With the annual reporting season coming up for calendar-year companies, we wanted to remind you that companies subject to U.S. Securities and Exchange Commission (SEC) reporting requirements are now required to: (i) disclose if they have an insider trading policy, or explain why they do not have such a policy, and (ii) file a copy of their insider trading polices in their annual reports filed with the SEC. Please note that this requirement not only applies to companies reporting as U.S. domestic issuers, but also applies to companies reporting as foreign issuers filing annual reports on Form 20-F (but does not apply to Canadian issuers eligible to file annual reports on Form 40-F under the Multijurisdictional Disclosure System).
The requirement stems from a rule ( Regulation S-K Item 408(b)) adopted in 2022 that became effective for the "first full fiscal period beginning on or after April 1, 2023." Thus, for calendar-year-end companies, the first annual reports requiring such disclosures will be those for the fiscal year ended December 31, 2024.
Specifically, the rule requires companies to, "Disclose whether the registrant has adopted insider trading policies and procedures governing the purchase, sale, and/or other dispositions of the registrant's securities by directors, officers and employees, or the registrant itself, that are reasonably designed to promote compliance with insider trading laws, rules and regulations, and any listing standards applicable to the registrant. If the registrant has not adopted such policies and procedures, explain why it has not done so." The rule also requires the filing of any insider trading policies. The rule notes that if a company's insider trading policies are included in its code of ethics and that code is filed as an exhibit, then the filing of that code would satisfy the disclosure requirement. If that is the case for a company, the exhibit index should include a statement, "Included in Exhibit 14," or similar, under Exhibit 19 to make clear the policy is included there.

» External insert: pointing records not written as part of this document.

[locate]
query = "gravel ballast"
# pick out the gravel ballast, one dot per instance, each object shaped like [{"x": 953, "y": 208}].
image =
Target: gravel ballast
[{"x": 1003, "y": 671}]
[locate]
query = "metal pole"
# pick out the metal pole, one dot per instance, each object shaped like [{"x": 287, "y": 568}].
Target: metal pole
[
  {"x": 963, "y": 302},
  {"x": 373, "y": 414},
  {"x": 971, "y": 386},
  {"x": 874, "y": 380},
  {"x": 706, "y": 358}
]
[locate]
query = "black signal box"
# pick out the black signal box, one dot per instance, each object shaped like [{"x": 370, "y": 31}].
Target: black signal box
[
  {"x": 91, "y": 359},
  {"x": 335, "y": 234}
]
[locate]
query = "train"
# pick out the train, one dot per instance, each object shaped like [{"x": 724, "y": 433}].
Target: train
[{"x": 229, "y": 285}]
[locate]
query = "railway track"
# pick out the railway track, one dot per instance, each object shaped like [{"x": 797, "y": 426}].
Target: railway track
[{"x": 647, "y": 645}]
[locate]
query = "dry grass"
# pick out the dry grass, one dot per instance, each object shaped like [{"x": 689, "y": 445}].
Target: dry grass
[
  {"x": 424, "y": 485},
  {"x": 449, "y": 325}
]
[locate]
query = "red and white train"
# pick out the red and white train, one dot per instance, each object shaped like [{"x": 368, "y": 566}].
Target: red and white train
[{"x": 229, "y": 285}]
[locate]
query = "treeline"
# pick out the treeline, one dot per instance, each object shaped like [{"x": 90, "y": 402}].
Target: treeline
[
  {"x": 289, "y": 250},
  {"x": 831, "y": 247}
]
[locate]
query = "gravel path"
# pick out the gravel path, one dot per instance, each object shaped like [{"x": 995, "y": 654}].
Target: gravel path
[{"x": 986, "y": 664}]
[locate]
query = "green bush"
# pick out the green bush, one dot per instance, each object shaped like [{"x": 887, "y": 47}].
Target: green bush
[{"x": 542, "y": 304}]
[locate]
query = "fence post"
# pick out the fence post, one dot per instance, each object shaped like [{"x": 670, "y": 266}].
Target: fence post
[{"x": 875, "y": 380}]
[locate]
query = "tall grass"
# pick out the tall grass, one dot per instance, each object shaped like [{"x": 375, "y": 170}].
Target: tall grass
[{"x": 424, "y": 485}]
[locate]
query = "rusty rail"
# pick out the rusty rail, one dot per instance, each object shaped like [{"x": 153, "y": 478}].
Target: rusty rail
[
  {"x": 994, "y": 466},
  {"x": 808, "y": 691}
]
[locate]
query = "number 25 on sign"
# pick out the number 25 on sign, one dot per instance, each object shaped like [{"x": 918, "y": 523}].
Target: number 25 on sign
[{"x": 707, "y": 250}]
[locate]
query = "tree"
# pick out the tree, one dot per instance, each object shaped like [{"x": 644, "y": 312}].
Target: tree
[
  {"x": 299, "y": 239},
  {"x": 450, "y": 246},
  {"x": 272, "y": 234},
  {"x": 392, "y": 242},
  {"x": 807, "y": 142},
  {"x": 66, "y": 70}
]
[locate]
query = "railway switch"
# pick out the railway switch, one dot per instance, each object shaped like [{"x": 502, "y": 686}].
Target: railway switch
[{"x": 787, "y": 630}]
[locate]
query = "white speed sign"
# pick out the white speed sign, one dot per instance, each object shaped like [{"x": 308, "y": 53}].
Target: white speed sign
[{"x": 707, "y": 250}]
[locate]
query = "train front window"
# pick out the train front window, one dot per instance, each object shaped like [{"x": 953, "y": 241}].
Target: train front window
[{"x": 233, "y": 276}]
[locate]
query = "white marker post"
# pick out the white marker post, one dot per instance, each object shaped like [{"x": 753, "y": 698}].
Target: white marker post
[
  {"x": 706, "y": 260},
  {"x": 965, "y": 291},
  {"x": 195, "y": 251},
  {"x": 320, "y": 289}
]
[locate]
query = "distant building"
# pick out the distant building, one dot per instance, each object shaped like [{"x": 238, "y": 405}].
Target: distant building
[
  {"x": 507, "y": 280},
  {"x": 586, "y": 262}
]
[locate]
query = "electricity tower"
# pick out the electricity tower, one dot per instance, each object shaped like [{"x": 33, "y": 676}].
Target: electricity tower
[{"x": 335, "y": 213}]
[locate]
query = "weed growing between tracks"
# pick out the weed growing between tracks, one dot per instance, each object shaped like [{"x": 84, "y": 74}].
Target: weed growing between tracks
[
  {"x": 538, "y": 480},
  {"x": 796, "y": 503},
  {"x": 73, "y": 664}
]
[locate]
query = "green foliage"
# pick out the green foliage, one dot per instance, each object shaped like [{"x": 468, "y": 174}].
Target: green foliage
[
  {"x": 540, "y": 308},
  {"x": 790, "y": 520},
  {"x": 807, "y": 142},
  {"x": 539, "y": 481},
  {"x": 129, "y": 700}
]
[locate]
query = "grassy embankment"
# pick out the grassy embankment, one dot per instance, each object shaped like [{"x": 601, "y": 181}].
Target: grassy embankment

Given the new requirement, companies should assess their insider trading policies to make sure they are "disclosure ready"; that is, their form and content is appropriate for public disclosure and the policies accurately describe insider trading rules and follow best practices. We are available to assist with reviews of insider trading policies. If a company's insider trading policy is part of another document, or if the policy contains information in addition to that which is required to be disclosed under the SEC's rules, companies may want to consider extracting the insider trading portions or removing other information from the document to produce a policy that complies with the SEC requirements for public filing.
As noted above, the rule applies to companies reporting as U.S. domestic issuers and most companies reporting as foreign issuers. For companies reporting as U.S. domestic issuers, the requirement is contained in Item 10 of Form 10-K and the insider trading policy must be disclosed as an exhibit marked item 19 in the exhibit index. For companies reporting as foreign issuers, the requirement is contained in Item 16J of Form 20-F. Please note that for Canadian issuers eligible to file their annual reports on Form 40-F under the Multijurisdictional Disclosure System, there is no analogous disclosure requirement nor a requirement to file an insider trading policy.